Their complete technological system and infrastructure-building capabilities are now being fully opened to the outside world through open-source and platform services. They not only provide stable and efficient AI foundational services but also aim to create an open and thriving AI ecosystem. This initiative seeks to build a solid AI foundation for society, achieve self-upgrading, and align with the broader trends of the era.
Alibaba Cloud has already reaped substantial benefits from large models. Over 50% of China's leading large model companies operate on Alibaba Cloud. As the era of intelligence arrives, AI will become the new productivity. Alibaba's diverse businesses and scenarios are experimenting with large models to enhance product experience and operational efficiency, creating new growth engines.
Conversely, large models are also driving Alibaba Cloud. Zhou Jingren once stated, 'Based on the Tongyi Qianwen large model, we have AI-ized over 30 cloud products, significantly improving development efficiency.' This information fully illustrates why Alibaba Cloud aims to become the most open cloud in the AI era.
Today, from foundational computing power to AI platforms and model services, Alibaba Cloud is continuously increasing its R&D investments, shaping three new strategic approaches: infrastructure, open-source initiatives, and open platforms. Coupled with iterative advancements in the IaaS and PaaS layers, these efforts effectively aggregate customers, developers, and ISVs while also helping to establish exemplary benchmark cases.
These advantages are building a new growth flywheel for Alibaba Cloud and even Alibaba Group as a whole. When the domestic open-source large model ecosystem "catches the wind," Alibaba Cloud stands as the "weather vane" guiding the trend.

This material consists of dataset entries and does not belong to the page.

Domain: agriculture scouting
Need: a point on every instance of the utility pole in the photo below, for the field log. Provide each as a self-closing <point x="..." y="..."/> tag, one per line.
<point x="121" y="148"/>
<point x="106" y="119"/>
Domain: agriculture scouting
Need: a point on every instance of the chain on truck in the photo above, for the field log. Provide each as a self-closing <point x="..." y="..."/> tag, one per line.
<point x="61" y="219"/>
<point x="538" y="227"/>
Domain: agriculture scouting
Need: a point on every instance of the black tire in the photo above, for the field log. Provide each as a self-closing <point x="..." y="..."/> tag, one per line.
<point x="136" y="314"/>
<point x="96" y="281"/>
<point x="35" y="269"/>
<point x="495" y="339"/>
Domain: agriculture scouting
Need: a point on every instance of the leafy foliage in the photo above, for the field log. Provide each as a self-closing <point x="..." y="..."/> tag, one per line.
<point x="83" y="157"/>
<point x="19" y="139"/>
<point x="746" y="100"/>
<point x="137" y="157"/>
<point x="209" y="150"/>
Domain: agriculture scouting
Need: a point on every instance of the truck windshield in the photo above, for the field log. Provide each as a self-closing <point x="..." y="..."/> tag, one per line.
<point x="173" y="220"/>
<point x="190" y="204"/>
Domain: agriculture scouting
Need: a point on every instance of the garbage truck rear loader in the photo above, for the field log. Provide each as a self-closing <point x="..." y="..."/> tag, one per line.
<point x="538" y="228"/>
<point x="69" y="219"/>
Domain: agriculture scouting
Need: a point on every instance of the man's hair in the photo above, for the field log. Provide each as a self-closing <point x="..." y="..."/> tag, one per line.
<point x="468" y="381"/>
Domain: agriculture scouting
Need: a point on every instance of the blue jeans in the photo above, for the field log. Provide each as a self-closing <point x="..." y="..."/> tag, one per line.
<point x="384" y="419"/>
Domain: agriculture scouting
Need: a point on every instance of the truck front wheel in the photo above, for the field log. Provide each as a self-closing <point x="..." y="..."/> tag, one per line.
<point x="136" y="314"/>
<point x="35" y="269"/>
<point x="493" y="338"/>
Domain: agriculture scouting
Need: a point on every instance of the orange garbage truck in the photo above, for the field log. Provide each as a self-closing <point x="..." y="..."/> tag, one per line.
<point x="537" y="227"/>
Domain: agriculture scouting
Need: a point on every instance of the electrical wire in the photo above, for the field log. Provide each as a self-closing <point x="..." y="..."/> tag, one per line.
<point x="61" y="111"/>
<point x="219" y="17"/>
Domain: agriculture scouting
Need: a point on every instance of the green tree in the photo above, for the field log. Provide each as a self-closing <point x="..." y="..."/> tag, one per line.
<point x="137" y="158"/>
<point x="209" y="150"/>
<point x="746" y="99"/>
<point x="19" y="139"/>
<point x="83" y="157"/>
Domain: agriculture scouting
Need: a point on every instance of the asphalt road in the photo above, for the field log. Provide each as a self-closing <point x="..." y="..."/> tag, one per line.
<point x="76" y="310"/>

With its AI computing foundation, diverse and open-source products, multifaceted application scenarios, an expanding developer community through open-source engagement, toolchains and intelligent platforms, and an open innovation ecosystem, Alibaba Cloud is forging a competitive commercialization path via large model open-source initiatives: "high-quality open-source foundational models → model optimization → AI application innovation." This development trajectory holds significant implications for the domestic large model industry's practical implementation and innovation, inevitably accelerating the emergence of mature, large-scale applications in China.
As Dr. Wang Jian, academician of the Chinese Academy of Engineering and founder of Alibaba Cloud, stated: The integration of AI and cloud computing will usher in the third wave of cloud computing. The open-source and democratization of large models will also transform the technology, products, and service models of cloud computing. The future roles and positioning of cloud service providers will evolve in response to large models.